One criticism of this list that that it tends to be used to categorize the usuability problems that experts find but don’t actually prompt finding usability problems.

Heuristic lists for games:

  • Nielsen’s set, as applied by Sauli Laitinen
  • Melissa Federoff’s set of usability heuristics for games.
  • Heuristic Evaluation for Playability (HEP) – game play, game story, mechanics, usability.
  • Nokia’s Heuristics – game usability, mobility, game play.
  • Shaffer’s set – general, graphical user interface, game play.

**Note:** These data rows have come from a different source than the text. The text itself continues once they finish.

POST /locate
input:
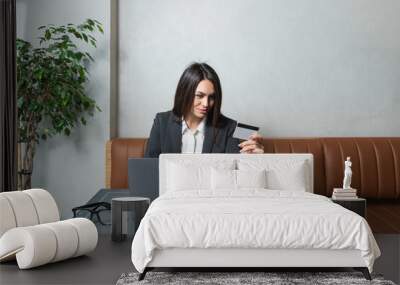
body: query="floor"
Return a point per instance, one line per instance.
(111, 259)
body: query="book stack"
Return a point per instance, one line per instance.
(344, 194)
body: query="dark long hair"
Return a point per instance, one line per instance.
(185, 91)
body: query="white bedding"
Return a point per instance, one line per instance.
(251, 218)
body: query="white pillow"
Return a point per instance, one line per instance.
(251, 178)
(281, 174)
(288, 179)
(236, 179)
(185, 175)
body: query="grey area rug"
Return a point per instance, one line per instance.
(228, 278)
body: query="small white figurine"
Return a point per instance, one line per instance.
(347, 174)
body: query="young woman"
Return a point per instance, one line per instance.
(195, 124)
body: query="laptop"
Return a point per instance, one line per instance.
(143, 177)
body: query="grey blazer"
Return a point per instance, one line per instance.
(166, 136)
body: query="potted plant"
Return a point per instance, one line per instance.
(51, 78)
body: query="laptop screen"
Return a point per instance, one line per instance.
(143, 177)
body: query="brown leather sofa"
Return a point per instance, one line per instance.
(376, 169)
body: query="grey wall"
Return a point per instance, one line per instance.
(72, 168)
(294, 68)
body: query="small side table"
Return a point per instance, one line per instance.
(357, 205)
(119, 206)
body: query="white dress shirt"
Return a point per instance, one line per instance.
(192, 141)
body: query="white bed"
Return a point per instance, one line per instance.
(222, 217)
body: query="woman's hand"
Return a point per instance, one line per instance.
(252, 145)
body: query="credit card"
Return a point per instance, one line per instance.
(243, 131)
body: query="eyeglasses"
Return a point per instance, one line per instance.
(94, 209)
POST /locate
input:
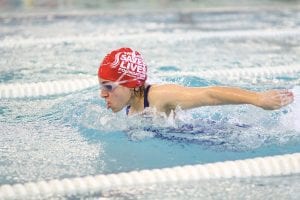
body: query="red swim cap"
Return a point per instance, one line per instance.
(124, 65)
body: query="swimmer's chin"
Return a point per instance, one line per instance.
(114, 110)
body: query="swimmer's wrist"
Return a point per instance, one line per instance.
(257, 100)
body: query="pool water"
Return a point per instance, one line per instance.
(74, 135)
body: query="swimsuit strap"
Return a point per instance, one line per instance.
(146, 102)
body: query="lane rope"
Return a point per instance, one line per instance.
(257, 167)
(41, 89)
(19, 42)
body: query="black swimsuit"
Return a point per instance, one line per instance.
(146, 102)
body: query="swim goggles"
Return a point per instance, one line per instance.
(111, 85)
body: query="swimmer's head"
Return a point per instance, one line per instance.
(124, 66)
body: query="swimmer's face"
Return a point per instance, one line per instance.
(116, 96)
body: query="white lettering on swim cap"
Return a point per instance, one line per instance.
(132, 64)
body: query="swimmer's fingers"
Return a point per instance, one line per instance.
(276, 99)
(286, 98)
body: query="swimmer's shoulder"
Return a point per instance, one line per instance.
(160, 96)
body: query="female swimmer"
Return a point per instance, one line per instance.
(123, 74)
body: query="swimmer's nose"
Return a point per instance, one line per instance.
(103, 93)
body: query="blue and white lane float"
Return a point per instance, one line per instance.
(257, 167)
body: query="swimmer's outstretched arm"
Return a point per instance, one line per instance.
(188, 97)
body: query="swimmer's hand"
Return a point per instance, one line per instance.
(274, 99)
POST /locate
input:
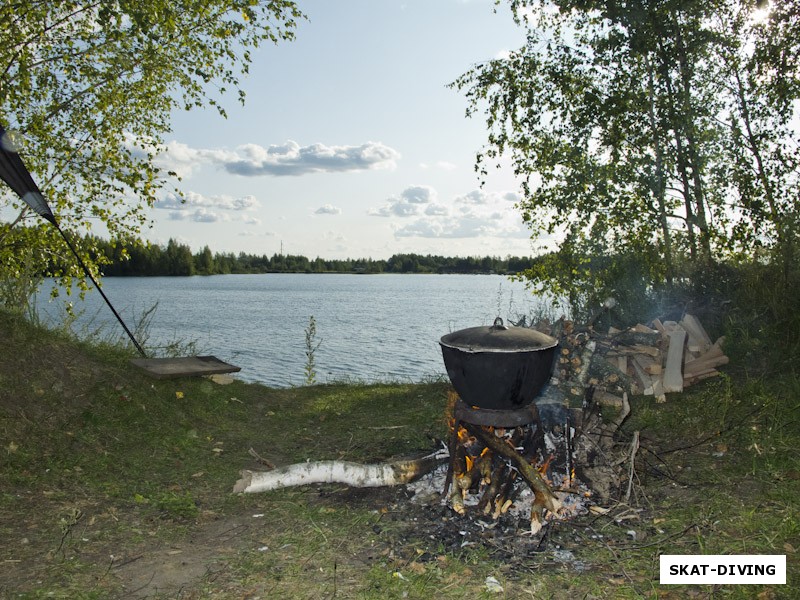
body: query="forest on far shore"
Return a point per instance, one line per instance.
(141, 260)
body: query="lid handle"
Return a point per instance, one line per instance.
(498, 324)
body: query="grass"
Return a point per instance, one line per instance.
(116, 485)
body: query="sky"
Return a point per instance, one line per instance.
(350, 144)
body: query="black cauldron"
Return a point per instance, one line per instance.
(498, 367)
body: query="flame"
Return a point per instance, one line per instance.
(545, 465)
(470, 461)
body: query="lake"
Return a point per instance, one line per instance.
(369, 327)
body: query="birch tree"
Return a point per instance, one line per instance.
(653, 137)
(89, 88)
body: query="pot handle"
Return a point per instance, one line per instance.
(498, 324)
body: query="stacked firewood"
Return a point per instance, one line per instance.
(653, 359)
(668, 357)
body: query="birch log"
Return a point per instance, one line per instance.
(338, 471)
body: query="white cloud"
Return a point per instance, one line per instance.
(444, 165)
(286, 159)
(439, 210)
(201, 215)
(408, 204)
(418, 194)
(193, 199)
(476, 214)
(328, 209)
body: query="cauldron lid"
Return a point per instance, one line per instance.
(498, 338)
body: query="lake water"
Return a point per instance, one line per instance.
(370, 327)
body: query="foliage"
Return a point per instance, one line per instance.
(90, 88)
(312, 345)
(655, 131)
(134, 257)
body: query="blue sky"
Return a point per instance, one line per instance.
(350, 143)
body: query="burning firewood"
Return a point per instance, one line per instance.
(338, 471)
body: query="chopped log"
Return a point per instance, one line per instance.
(698, 338)
(491, 491)
(631, 337)
(644, 379)
(603, 398)
(714, 357)
(673, 377)
(659, 326)
(338, 471)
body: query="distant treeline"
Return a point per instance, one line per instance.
(140, 259)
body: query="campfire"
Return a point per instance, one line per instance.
(528, 436)
(511, 463)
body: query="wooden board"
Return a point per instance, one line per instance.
(185, 366)
(673, 373)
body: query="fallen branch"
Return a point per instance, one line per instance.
(338, 471)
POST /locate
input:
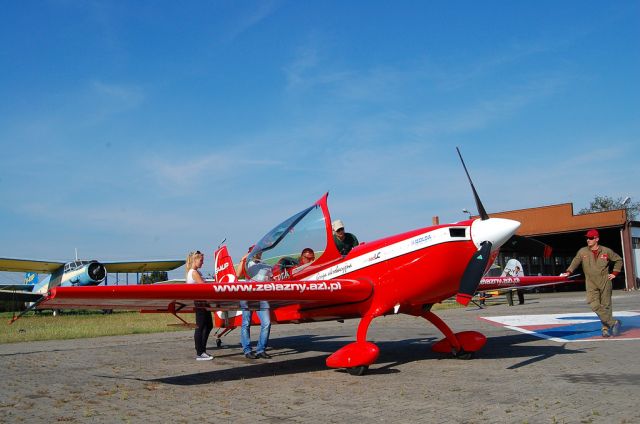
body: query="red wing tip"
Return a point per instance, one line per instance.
(463, 299)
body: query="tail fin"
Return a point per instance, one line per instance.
(31, 278)
(42, 286)
(225, 272)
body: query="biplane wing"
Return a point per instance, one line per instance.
(507, 282)
(215, 296)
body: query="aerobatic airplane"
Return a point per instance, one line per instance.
(405, 273)
(69, 274)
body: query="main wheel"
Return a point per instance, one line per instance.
(463, 355)
(358, 370)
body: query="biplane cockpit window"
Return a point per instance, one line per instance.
(287, 240)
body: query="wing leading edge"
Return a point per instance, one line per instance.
(218, 296)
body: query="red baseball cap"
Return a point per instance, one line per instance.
(593, 233)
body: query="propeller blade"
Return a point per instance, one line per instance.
(481, 211)
(473, 273)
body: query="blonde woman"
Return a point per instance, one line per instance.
(204, 321)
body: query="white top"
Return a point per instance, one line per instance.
(190, 279)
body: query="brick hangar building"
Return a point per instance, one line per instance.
(564, 232)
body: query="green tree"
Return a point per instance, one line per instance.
(154, 277)
(606, 203)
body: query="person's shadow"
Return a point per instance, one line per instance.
(392, 355)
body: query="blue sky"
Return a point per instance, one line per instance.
(146, 129)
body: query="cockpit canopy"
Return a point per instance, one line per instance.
(284, 243)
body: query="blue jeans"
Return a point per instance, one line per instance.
(265, 328)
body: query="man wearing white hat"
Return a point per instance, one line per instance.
(344, 241)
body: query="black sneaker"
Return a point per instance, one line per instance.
(615, 328)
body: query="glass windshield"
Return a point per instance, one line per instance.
(286, 241)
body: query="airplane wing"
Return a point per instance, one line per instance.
(17, 287)
(28, 265)
(217, 296)
(143, 266)
(494, 283)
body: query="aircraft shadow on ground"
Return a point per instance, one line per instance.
(392, 355)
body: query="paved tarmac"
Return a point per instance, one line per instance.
(516, 378)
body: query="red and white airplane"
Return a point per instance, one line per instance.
(405, 273)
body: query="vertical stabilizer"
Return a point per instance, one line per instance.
(225, 272)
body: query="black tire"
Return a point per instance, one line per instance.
(463, 355)
(361, 370)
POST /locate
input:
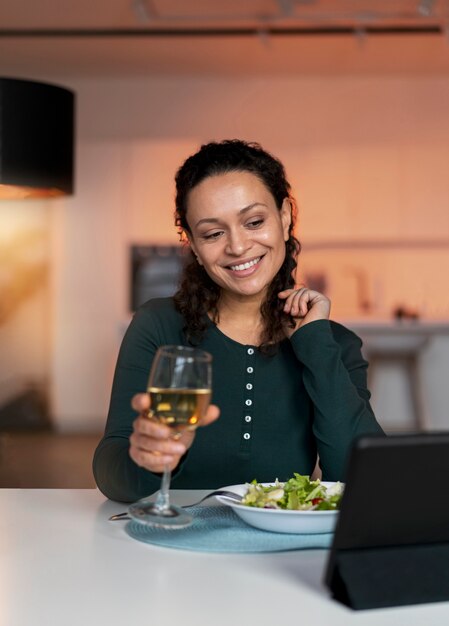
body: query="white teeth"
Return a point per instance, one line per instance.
(245, 266)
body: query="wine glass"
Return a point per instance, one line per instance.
(180, 387)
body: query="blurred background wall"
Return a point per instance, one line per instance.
(366, 149)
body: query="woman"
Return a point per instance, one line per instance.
(288, 384)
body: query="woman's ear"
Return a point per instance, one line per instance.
(286, 217)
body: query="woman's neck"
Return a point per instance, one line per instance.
(241, 320)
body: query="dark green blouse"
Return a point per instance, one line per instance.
(277, 412)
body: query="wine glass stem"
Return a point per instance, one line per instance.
(162, 500)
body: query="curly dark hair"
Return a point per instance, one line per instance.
(198, 295)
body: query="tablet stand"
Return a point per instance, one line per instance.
(391, 576)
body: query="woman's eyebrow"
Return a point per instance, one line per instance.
(214, 220)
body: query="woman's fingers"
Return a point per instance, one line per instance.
(140, 402)
(305, 305)
(153, 445)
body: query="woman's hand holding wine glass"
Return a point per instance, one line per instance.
(179, 388)
(153, 444)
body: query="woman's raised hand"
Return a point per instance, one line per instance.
(152, 444)
(304, 305)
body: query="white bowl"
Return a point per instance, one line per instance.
(280, 521)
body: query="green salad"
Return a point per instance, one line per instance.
(297, 494)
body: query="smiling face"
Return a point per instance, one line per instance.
(237, 232)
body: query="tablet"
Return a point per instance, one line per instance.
(394, 520)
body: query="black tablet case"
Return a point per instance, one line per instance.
(391, 542)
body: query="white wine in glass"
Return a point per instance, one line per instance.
(180, 388)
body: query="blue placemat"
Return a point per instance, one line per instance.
(219, 529)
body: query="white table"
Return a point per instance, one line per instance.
(62, 563)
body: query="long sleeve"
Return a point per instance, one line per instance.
(335, 377)
(116, 475)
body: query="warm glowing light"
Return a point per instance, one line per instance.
(13, 192)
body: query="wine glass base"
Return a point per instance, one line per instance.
(151, 515)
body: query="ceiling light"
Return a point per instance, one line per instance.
(36, 139)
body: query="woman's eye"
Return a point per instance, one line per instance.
(255, 223)
(212, 236)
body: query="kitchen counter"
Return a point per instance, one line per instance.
(408, 372)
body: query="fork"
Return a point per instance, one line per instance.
(219, 492)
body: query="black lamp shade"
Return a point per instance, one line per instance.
(36, 139)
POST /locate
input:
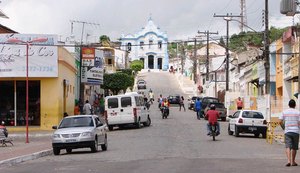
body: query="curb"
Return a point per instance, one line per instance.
(25, 158)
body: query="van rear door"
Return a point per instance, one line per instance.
(126, 109)
(113, 111)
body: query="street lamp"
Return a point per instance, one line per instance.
(27, 43)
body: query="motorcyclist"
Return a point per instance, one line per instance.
(2, 127)
(212, 116)
(165, 105)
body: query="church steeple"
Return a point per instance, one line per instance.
(150, 17)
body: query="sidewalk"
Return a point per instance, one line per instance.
(39, 145)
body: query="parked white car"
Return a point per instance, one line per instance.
(79, 131)
(126, 109)
(247, 121)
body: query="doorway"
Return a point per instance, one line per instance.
(159, 63)
(151, 62)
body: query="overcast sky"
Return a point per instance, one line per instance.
(181, 19)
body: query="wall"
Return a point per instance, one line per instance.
(52, 91)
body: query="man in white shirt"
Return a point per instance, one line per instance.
(290, 120)
(87, 108)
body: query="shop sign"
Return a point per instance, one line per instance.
(94, 75)
(42, 57)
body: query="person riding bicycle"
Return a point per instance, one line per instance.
(212, 116)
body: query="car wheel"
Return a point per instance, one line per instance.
(56, 151)
(69, 150)
(229, 131)
(110, 128)
(236, 132)
(104, 146)
(94, 146)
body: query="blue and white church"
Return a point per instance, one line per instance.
(150, 45)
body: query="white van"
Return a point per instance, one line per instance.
(125, 109)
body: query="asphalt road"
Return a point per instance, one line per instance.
(175, 145)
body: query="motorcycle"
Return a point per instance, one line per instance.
(213, 129)
(164, 112)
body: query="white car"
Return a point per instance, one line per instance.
(124, 109)
(247, 121)
(79, 131)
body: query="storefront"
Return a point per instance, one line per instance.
(51, 81)
(12, 102)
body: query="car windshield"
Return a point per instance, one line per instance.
(252, 114)
(76, 122)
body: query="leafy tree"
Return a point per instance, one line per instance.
(137, 65)
(239, 41)
(117, 82)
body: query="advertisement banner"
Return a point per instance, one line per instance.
(42, 56)
(94, 75)
(88, 57)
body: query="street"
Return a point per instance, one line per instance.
(177, 144)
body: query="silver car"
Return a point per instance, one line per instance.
(79, 131)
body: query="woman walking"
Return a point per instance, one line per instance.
(181, 103)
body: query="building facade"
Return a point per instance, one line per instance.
(149, 45)
(51, 82)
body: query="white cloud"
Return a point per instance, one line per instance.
(181, 19)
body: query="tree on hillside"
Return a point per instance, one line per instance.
(239, 41)
(116, 82)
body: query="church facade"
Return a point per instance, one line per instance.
(150, 45)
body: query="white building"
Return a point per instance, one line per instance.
(149, 45)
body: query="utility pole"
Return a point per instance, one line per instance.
(227, 18)
(207, 33)
(267, 48)
(195, 61)
(81, 85)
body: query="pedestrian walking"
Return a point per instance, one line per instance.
(76, 109)
(101, 104)
(198, 107)
(87, 108)
(239, 104)
(181, 103)
(151, 96)
(290, 121)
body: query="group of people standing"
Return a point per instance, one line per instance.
(87, 108)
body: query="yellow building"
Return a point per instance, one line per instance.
(51, 84)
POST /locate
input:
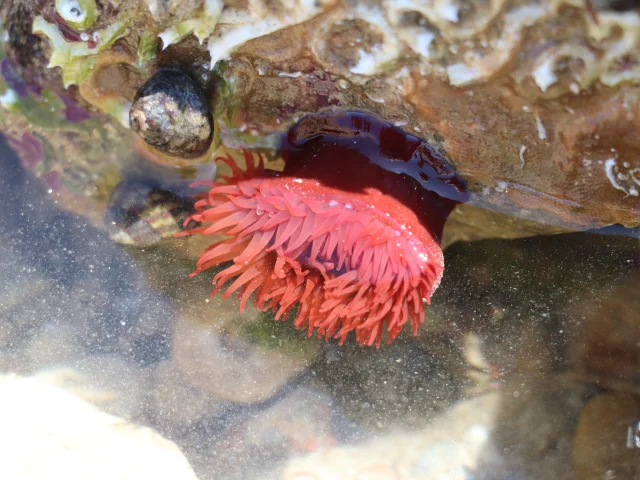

  • Best to test early (less expensive to make changes) and often. Heuristic evaluation can be used in the beginning to screen out as many issues as possible. User testing can then be used to find problems that were missed and to polish.
  • General process: 1) 3-5 evaluators should evaluate independently, using previously agreed-upon heuristics as a checklist. Each problem should have a severity rating and a link to the specific heuristic; 2) evaluators meet and combine lists into a rough master list; 3) prepare a report, organizing problems in order of severity, and offering some recommendations for fixes. Use screenshots to clarify wherever necessary.

Single experts have expertise in either games or usability. Double experts have expertise in both (Nielsen, 1993). According to Shaffer, a novice evaluator will find about 22% of usability problems while a double expert will find about 60%.